Back in the summer at a meeting in Halifax, several provincial premiers discussed a lawsuit meant to force the federal government to make changes to Canada’s equalization program. The suit—filed by Newfoundland and Labrador and backed by British Columbia, Saskatchewan and Alberta—effectively argues that the current formula isn’t fair. But while the question of “fairness” can be subjective, its clear the equalization program is broken.

In theory, the program equalizes the ability of provinces to deliver reasonably comparable services at a reasonably comparable level of taxation. Any province’s ability to pay is based on its “fiscal capacity”—that is, its ability to raise revenue.

This year, equalization payments will total a projected $25.3 billion with all provinces except B.C., Alberta and Saskatchewan to receive some money. Whether due to higher incomes, higher employment or other factors, these three provinces have a greater ability to collect government revenue so they will not receive equalization.

However, contrary to the intent of the program, as recently as 2021, equalization program costs increased despite a decline in the fiscal capacity of oil-producing provinces such as Alberta, Saskatchewan, and Newfoundland and Labrador. In other words, the fiscal capacity gap among provinces was shrinking, yet recipient provinces still received a larger equalization payment.

Why? Because a “fixed-growth rule,” introduced by the Harper government in 2009, ensures that payments grow roughly in line with the economy—even if the gap between richer and poorer provinces shrinks. The result? Total equalization payments (before adjusting for inflation) increased by 19 per cent between 2015/16 and 2020/21 despite the gap in fiscal capacities between provinces shrinking during this time.

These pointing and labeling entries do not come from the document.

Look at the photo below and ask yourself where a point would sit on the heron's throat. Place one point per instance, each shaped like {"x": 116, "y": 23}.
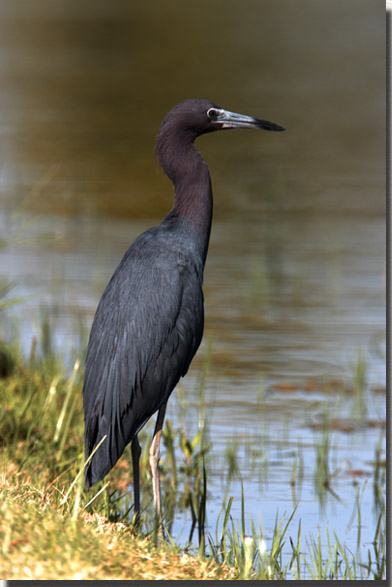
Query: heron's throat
{"x": 189, "y": 173}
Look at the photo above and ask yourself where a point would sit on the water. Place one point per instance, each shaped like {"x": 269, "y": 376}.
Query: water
{"x": 295, "y": 277}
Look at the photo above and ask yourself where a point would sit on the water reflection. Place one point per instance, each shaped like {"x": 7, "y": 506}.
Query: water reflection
{"x": 295, "y": 277}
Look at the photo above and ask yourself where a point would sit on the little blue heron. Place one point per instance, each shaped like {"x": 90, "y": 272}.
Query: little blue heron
{"x": 149, "y": 322}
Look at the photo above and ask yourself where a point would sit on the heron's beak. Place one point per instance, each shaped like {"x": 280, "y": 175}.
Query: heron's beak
{"x": 228, "y": 119}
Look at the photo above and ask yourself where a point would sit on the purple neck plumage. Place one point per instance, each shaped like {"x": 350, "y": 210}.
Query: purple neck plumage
{"x": 188, "y": 171}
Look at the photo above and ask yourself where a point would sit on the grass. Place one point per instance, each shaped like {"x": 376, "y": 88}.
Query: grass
{"x": 52, "y": 528}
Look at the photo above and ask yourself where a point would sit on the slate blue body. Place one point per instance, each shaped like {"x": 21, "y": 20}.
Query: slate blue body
{"x": 149, "y": 322}
{"x": 142, "y": 339}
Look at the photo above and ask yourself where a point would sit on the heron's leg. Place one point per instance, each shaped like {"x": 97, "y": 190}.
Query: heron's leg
{"x": 154, "y": 459}
{"x": 136, "y": 450}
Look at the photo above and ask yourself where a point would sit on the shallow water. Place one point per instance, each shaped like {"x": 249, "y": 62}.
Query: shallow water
{"x": 295, "y": 277}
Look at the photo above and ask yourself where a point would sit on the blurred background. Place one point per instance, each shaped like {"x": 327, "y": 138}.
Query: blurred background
{"x": 295, "y": 277}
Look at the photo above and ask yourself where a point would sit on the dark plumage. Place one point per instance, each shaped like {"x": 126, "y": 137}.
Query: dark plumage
{"x": 149, "y": 322}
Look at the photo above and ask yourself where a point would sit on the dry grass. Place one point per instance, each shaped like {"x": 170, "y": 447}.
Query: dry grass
{"x": 40, "y": 540}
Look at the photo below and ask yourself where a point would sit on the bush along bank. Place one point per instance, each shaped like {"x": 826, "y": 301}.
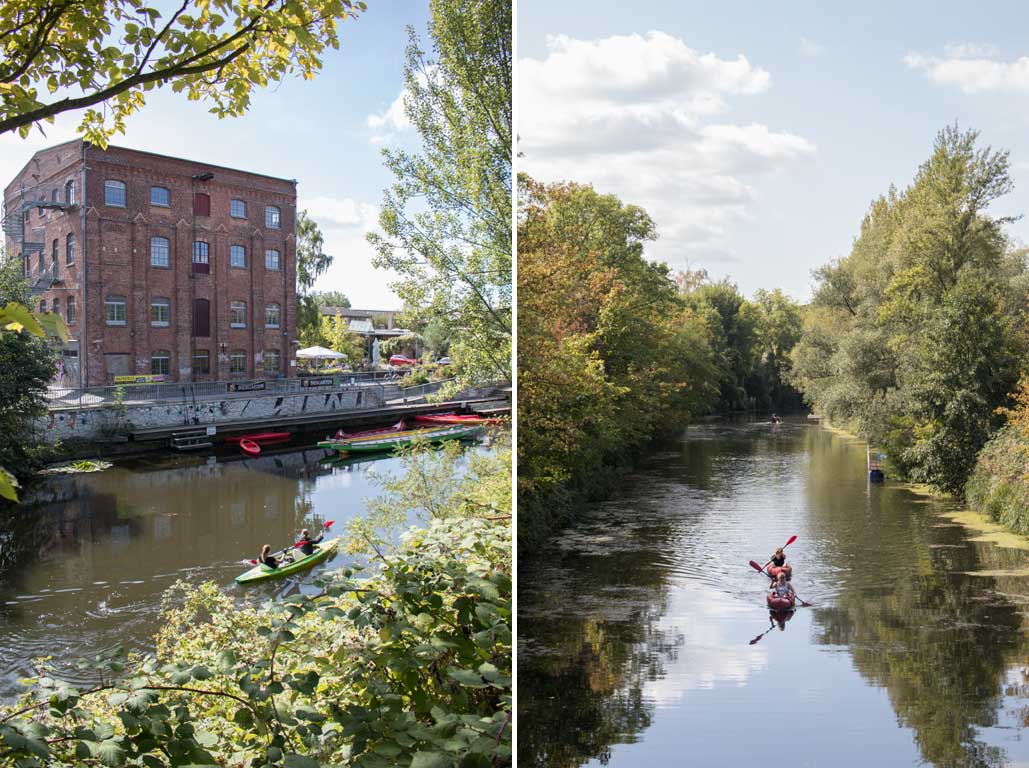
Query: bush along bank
{"x": 999, "y": 484}
{"x": 410, "y": 666}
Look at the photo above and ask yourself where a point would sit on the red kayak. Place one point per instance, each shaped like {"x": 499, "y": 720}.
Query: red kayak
{"x": 259, "y": 438}
{"x": 250, "y": 447}
{"x": 397, "y": 427}
{"x": 780, "y": 603}
{"x": 454, "y": 418}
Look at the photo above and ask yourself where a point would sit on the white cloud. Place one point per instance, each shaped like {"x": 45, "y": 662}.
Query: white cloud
{"x": 344, "y": 222}
{"x": 385, "y": 125}
{"x": 972, "y": 68}
{"x": 642, "y": 116}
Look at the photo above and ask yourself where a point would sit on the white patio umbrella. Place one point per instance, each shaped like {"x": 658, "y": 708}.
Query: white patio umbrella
{"x": 319, "y": 353}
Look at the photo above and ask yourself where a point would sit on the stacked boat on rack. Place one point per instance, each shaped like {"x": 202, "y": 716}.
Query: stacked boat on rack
{"x": 438, "y": 428}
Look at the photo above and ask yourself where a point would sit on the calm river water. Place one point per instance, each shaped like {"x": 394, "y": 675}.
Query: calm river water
{"x": 85, "y": 562}
{"x": 641, "y": 626}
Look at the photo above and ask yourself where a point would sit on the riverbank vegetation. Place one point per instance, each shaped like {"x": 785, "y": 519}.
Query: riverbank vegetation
{"x": 916, "y": 338}
{"x": 406, "y": 662}
{"x": 613, "y": 350}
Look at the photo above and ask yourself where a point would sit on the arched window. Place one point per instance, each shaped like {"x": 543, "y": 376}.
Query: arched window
{"x": 161, "y": 362}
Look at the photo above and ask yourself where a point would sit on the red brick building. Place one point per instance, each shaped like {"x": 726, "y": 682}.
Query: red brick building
{"x": 160, "y": 266}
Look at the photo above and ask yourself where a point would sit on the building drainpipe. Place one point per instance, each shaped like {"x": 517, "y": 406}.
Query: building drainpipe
{"x": 84, "y": 318}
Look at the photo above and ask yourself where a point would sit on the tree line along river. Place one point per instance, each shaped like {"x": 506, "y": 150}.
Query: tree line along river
{"x": 644, "y": 638}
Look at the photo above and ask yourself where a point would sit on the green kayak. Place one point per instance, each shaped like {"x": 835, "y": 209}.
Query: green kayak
{"x": 391, "y": 442}
{"x": 263, "y": 573}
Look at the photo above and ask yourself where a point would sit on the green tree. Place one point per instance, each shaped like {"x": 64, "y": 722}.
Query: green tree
{"x": 58, "y": 56}
{"x": 915, "y": 338}
{"x": 447, "y": 219}
{"x": 27, "y": 364}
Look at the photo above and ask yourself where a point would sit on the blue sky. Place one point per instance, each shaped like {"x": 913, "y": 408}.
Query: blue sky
{"x": 327, "y": 133}
{"x": 760, "y": 168}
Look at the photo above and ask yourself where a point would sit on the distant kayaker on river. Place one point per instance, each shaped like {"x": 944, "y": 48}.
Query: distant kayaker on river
{"x": 782, "y": 588}
{"x": 308, "y": 544}
{"x": 267, "y": 558}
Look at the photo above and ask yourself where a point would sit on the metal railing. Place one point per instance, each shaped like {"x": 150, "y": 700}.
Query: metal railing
{"x": 187, "y": 392}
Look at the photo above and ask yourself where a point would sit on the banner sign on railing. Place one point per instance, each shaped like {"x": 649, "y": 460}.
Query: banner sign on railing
{"x": 325, "y": 381}
{"x": 245, "y": 386}
{"x": 148, "y": 379}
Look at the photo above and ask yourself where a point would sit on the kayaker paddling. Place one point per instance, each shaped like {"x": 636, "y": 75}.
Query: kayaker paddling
{"x": 782, "y": 588}
{"x": 307, "y": 544}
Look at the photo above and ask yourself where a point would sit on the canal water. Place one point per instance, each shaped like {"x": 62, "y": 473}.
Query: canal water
{"x": 644, "y": 639}
{"x": 85, "y": 561}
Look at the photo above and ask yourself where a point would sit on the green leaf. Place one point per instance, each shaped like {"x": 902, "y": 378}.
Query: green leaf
{"x": 111, "y": 754}
{"x": 431, "y": 760}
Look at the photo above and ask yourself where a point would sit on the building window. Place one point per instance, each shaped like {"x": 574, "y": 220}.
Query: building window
{"x": 114, "y": 311}
{"x": 161, "y": 313}
{"x": 202, "y": 361}
{"x": 238, "y": 361}
{"x": 114, "y": 194}
{"x": 202, "y": 257}
{"x": 202, "y": 318}
{"x": 161, "y": 196}
{"x": 238, "y": 315}
{"x": 160, "y": 252}
{"x": 161, "y": 362}
{"x": 272, "y": 361}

Moreover, the structure of the equalization program is also causing problems, even for recipient provinces, because it generates strong disincentives to natural resource development and the resulting economic growth because the program “claws back” equalization dollars when provinces raise revenue from natural resource development. Despite some changes to reduce this problem, one study estimated that a recipient province wishing to increase its natural resource revenues by a modest 10 per cent could face up to a 97 per cent claw back in equalization payments.

Put simply, provinces that generally do not receive equalization such as Alberta, B.C. and Saskatchewan have been punished for developing their resources, whereas recipient provinces such as Quebec and in the Maritimes have been rewarded for not developing theirs.

Finally, the current program design also encourages recipient provinces to maintain high personal and business income tax rates. While higher tax rates can reduce the incentive to work, invest and be productive, they also raise the national standard average tax rate, which is used in the equalization allocation formula. Therefore, provinces are incentivized to maintain high and economically damaging tax rates to maximize equalization payments.

Unless premiers push for reforms that will improve economic incentives and contain program costs, all provinces—recipient and non-recipient—will suffer the consequences.